GENEL KURUL KONUŞMASI
Konu: CHP Grubu önerisi münasebetiyle
Yasama Yılı:5
Birleşim:18
Tarih:11.11.2021

HDP GRUBU ADINA HÜSEYİN KAÇMAZ (Şırnak) - Sayın Başkan, değerli milletvekilleri; Genel Kurulu saygıyla selamlıyorum.

Tabii "OHAL Komisyonu" denilince söz konusu mağduriyetler, intiharlar, dağılan aileler ve birçok mağduriyet hepimizin malumu. Ancak diğer bir yönüyle, güncel olması hasebiyle "Süleyman Özışık" denilen iktidara yakın, yandaş gazetecinin OHAL Komisyonuna ilişkin söylediği sözler aslında bir gerçeği gözler önüne sermekteydi. Ne diyordu Süleyman Özışık: "İçişleri Bakanı Süleyman Soylu'ya masum olduğuna inandığım binlerce insanın dosyasını götürdüm, görevlerine iade edildiler." Tabii, burada, OHAL Komisyonundan ziyade OHAL sektörüne dönen ve bu sektöre para aktaranların masum olarak işe döndüğü bir gerçekle karşı karşıya kaldık. Yani FETÖ borsası gibi OHAL borsasının da kurulmuş olduğu kendi yandaşları tarafından aslında kamuoyuna deklare edilmiş oldu. Tabii, iktidar bugüne kadar bu iddiayı yalanlamadı; yalanlamamış olması, suskun kalması da aslında söylenenlerin doğru olduğunu bize ispatlamakta.

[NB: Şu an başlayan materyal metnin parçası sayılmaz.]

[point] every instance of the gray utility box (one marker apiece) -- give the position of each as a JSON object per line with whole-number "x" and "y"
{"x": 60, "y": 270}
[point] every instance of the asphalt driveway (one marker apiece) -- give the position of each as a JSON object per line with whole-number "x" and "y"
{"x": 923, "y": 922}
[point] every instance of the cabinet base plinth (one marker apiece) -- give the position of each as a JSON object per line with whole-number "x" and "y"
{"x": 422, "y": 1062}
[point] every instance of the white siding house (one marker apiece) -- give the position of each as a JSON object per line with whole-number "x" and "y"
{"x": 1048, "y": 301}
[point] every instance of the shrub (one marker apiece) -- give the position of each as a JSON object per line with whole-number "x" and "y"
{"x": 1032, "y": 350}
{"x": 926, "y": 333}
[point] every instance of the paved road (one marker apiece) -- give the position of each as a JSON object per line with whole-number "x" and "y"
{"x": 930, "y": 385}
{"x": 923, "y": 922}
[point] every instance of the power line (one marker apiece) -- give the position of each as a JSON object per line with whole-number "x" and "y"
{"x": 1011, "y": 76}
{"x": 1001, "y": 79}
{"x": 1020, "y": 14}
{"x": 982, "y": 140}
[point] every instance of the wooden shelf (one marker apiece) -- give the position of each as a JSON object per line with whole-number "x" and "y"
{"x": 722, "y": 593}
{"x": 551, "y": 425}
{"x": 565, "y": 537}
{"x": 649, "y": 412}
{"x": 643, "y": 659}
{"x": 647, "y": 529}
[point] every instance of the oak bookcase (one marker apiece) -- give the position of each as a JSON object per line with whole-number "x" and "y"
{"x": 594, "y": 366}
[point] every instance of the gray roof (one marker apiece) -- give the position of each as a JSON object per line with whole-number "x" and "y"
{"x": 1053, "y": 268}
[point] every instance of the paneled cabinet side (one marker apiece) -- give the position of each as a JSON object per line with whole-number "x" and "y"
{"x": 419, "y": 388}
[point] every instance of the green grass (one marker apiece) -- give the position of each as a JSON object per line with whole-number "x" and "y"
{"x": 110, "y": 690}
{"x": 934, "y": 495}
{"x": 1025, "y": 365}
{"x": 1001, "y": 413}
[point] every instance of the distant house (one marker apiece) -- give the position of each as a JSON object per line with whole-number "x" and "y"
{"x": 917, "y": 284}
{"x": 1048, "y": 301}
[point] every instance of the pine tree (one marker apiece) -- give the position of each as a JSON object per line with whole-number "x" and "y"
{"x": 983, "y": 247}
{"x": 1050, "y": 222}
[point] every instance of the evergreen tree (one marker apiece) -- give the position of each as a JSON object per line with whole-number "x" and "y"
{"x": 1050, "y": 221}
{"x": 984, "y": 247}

Komisyonun çalışma usullerine baktığımızda, yasada tabii, Komisyonun çalışma usulleri bellidir. "Üyeler ve Komisyon çalışmalarında görevlendirilenler, görevlerini yerine getirmeleri sırasında edindikleri kamuya, ilgililere ve üçüncü kişilere ait gizlilik taşıyan bilgileri, kişisel verileri ve ticari sırları ve bunlara ait belgeleri bu konuda kanunen yetkili kılınan mercilerden başkasına açıklayamaz, kendilerinin veya üçüncü kişilerin yararına kullanamaz." şeklinde bir düzenleme var. Ancak gördüğümüz üzere, Süleyman Özışık'ın iddiaları ve iktidarın sessiz kalması, aslında bu kanunun nasıl ihlal edildiğini açıkça göstermekte. Yani ne demek oluyor? "Komisyon kararı beklemek yerine Özışık'a başvurabilenler, Süleyman Soylu'ya ulaşabilenler, parası olanlar aklanabiliyor." sonucu çıkıyor buradan. Tabii, dediğimiz gibi, OHAL Komisyonunun son dönemlerde açıkladığı kararlara da baktığımızda, mağduriyetlerin giderilmesinin yolu yargı olmalıyken bağımsız olmayan kişilerden oluşan bu Komisyonun binlerce insanın kaderini elinde tutuyor olması, bir hukuk devletinde tamamıyla bir garabete sebep olmakta.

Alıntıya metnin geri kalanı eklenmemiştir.